DB: That’s interesting. I wouldn’t have guessed it. How do you see your work fitting between Lydia Davis and Paul Auster?

SS: I think that I have a very broad palette at this point and that the work ranges from traditional realism, heightened and stylized realism, genre work (all Auster traits) to multiple strategy experimentation and invention of language styles (Lydia Davis).

DB: What younger lesbian writers do you find particularly exciting, or what older ones have been strangely overlooked?

SS: My student, Angelina Price, just finished her first novel Bright Like Neon Love, which is a moving, smart, hysterically funny, totally modern novel in the tradition of Erika Lopez. My personal sentimental favorite lesbian novel is Aquamarine by Carol Anshaw. It is my dream to adapt it to the stage.

DB: A last question: What do you see as the future of lesbian fiction? Is there anything that can be done to make it brighter? I guess that’s two questions.

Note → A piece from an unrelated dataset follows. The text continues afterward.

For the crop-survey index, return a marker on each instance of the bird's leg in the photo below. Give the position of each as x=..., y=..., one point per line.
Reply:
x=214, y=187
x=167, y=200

SS: Well, I am an optimist; I always believe that people can do the right thing. So, I believe that MFA programs can make a commitment to serving lesbian writers, not only by hiring lesbian writers but also by insisting that all faculty be well versed in world literature. That these new lesbian writers can continue to develop sophisticated, innovative work with primary lesbian content. That agents will have the guts to fight for these novels and put the discrimination issues on the table. That editors of all genders and sexualities will recognize their own prejudices and overcome them in order to be able to see the merit of these works. That marketing and publicity departments will have honest frank conversations with reviewing venues and bookstores. That well-known heterosexual and gay male writers will blurb lesbian novels, invite lesbian writers into the apparatus, advocate for and support openly lesbian work. That developmental and support institutions like residencies, grants, and fellowships will be consistently and actively inclusive. That this foundational infrastructure will convince book review assignment editors to integrate conversations around lesbian literature fully into their coverage of American arts and letters, insuring that the work is contextualized and treated with respect. This vision is totally achievable. But it depends on individuals making moral choices and following through.